If this proceeding precipitates an immediate bankruptcy, the creditor may proceed in the bankruptcy court for a reclamation. On the other hand, the bankruptcy court does have the right to deny reclamation even if the creditor can prove his right to reclamation on condition that the court awards a priority claim or in the alternative secures the claim with a lien. The bankruptcy court may at their option may grant a partial return of goods, or grant a lien on the property of the creditor or perhaps on other property.

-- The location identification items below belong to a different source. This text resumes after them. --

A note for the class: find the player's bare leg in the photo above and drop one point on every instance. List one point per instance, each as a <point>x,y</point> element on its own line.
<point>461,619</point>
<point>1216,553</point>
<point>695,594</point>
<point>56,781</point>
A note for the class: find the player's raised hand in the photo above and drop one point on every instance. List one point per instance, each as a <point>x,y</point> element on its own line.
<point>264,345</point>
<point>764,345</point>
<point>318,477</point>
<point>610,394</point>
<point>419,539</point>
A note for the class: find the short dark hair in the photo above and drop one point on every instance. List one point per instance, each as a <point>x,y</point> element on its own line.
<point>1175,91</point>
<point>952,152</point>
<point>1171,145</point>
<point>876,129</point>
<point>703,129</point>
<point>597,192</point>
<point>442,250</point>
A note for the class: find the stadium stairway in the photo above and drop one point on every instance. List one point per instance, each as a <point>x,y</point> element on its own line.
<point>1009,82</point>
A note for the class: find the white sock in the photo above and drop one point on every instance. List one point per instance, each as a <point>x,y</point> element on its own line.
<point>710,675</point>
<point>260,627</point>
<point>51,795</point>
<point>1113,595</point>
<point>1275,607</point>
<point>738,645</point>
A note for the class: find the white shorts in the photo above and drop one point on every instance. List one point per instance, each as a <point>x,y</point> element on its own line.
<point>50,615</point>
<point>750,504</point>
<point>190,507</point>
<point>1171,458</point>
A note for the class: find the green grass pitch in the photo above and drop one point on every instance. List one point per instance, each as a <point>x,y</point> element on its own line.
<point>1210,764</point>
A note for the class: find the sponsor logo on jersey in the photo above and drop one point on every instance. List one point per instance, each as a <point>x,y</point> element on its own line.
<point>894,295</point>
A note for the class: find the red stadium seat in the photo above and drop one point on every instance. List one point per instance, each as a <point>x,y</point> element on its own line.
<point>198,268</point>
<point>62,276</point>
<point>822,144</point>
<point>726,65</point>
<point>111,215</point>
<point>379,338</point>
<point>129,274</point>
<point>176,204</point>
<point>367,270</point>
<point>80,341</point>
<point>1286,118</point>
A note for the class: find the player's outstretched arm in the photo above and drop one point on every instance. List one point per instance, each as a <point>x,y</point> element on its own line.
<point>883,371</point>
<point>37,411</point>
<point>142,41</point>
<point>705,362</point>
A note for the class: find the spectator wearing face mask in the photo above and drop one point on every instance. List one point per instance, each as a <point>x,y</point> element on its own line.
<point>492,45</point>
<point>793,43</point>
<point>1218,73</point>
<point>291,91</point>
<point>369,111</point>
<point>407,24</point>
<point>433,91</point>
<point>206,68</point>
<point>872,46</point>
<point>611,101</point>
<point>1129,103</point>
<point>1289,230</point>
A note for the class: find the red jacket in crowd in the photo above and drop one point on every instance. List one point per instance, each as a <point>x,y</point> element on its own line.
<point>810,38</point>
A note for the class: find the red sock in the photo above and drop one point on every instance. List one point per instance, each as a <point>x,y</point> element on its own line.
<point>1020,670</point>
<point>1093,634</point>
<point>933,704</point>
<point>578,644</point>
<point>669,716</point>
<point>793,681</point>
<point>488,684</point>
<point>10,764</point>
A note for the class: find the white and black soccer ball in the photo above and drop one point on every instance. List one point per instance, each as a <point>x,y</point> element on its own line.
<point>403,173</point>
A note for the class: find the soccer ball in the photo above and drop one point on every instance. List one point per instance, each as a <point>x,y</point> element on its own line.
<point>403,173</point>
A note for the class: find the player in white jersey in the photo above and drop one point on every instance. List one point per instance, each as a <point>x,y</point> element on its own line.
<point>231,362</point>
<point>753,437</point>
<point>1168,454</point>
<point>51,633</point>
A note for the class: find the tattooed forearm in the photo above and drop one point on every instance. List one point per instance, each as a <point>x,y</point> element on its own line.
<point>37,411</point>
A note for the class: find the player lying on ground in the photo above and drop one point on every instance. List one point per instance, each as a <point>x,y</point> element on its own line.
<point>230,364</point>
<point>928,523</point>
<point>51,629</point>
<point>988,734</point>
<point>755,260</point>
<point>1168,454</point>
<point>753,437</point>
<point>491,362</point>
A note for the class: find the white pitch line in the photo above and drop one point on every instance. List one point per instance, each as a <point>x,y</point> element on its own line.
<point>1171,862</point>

Before a reclamation can be made the following criteria is suggested:

  1. The goods have to be sold initially on credit to the debtor.
  2. The principle reason a debtor would become aware of the insolvency is because the debtor is not paying his bills, but this inability to pay the bills is not sufficient to prove insolvency. The courts tend to look at a balance sheet definition of insolvency wherein the liabilities must exceed the assets. A minority of the courts adopts the failure to pay the debts as they become due. Information as to whether the debtor is insolvent at the time the creditor seeks to reclaim the goods can be established by a careful examination of the bankruptcy schedules together with an examination of prior financials of the bankrupt.
  3. If the bankrupt is a public corporation, the monthly public filings of financial statements and other financial information is available. Credit reports might be another source of information as to whether the debtor was insolvent.
  4. The 10-day period may commence with an oral communication, but most of the courts require a written communication and the bankruptcy code specifically states that it must be a 10-day written communication. Certified mail or overnight express is suggested.
  5. Reference should be made in the letter to Section 2-702 (if that is the section you are proceeding under). Identify all the merchandise and goods that were sold, preferably by enclosing the invoices initially sent to the debtor. The letter should contain a notification to the bankrupt that the merchandise must be protected, segregated and maintained by the debtor until such time as the seller can reclaim the goods.

Consultation with counsel is recommended as soon as possible, especially as to the preparation of the 10-day notification.